Crazy Jerome
First Post
Is this the kind of thing you are thinking about?
Yes, certainly in part, but with the follow up from keterys about being enough interesting ones to take.
Note that it would meet my criteria to have relatively few feats, but sharply curtail how many you get. I don't much favor this, because I think it is fun to take feats. It would work, though.
Also, since this is more or less brainstorming, I'm open to any of the ideas so far, but don't want to limit responses to those.
Working within the 4E constraints, for example, it might work to get the number of feats the same, then pre-pick certain combat ones by build. This does some of the Essential activities in a slightly different areas. At level 2, you get weapon focus or something equally appropriate, by class/build. At level 4, you get to pick from the list of non-combat numbers stuff. This is an inelegant way to leave the numbers alone, but achieve some modest siloing of the char op combat feats with the other stuff. I like it as a thought exercise, and I like it as a possible compromise solution for a more comprehensive rework, but I don't want to assume something as inelegant as that up front.
Here is another way to approach it, then. Are there activities that D&D adventurers can do that are not mere number mangling, interesting enough to justify a feat selection, but not so compelling that they seem required or step on reasonable things that all D&D adventurers should be able to at least try?
Personally, I think swimming fits in this niche--provided that you let non-swimmers at least flounder for awhile out of armor in reasonable water. And provided that other feats are not so compelling that no one ever takes swimming. That's the thing, not having negative feats as an option. If you've got things like "swim" or "literacy", you want about half the party to at least consider taking them.

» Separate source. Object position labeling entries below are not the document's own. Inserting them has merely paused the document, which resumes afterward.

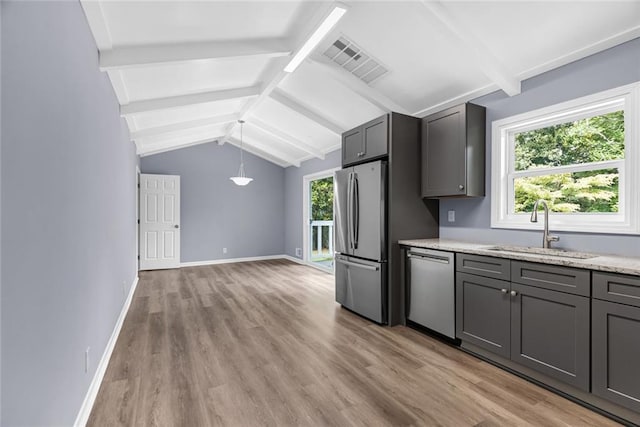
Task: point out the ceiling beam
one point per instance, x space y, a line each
267 153
285 137
277 74
176 127
97 23
490 65
150 55
284 99
184 100
354 84
119 87
149 149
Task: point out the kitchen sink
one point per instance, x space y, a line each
560 253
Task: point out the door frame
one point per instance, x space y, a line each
137 252
306 208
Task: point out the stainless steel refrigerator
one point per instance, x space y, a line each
360 239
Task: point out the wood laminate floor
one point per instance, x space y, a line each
264 343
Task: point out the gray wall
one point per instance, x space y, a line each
614 67
1 5
216 213
68 211
293 197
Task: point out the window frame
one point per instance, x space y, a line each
503 173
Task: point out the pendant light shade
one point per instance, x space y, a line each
241 179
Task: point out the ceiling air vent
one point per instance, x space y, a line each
349 56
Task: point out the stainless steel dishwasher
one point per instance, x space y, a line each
431 290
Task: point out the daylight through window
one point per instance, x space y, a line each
579 156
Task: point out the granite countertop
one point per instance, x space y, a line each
600 262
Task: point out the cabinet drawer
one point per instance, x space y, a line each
496 268
552 277
617 288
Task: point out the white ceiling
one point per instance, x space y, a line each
185 72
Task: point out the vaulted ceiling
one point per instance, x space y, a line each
185 72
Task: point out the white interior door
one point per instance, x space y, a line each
159 221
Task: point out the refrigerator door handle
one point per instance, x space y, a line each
356 213
350 207
349 211
358 265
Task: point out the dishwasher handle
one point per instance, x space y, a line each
429 257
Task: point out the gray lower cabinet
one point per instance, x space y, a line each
550 333
615 339
535 326
483 312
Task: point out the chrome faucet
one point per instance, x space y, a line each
546 237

And note the design danger here. If, and boy is it a big if, you set the DCs well enough, then bigger numbers with the 1/2 level bonus and a +5 for training, does abstractly achieve that goal for swimming. I just don't think the current DCs hit that target as well as they might.
Also, I think part of the issue is me rebelling against the variableness of the d20 + mod mechanic, for people highly trained in skills. I don't know how far that can be pushed, though, and stay true to the main game design. People that become highly trained do things that lesser beings wouldn't even try, most of the time. But mainly what they do is the moderately complex stuff far more reliably. So something like getting multiple d20 rolls with more training, instead of straight plusses, fits that model a bit better.
You can't do a change like this without fundamentally changing some piece of the game, however minor. There wouldn't be any point in trying unless you wanted such a change. It is the inadvertent side effects that are the rub.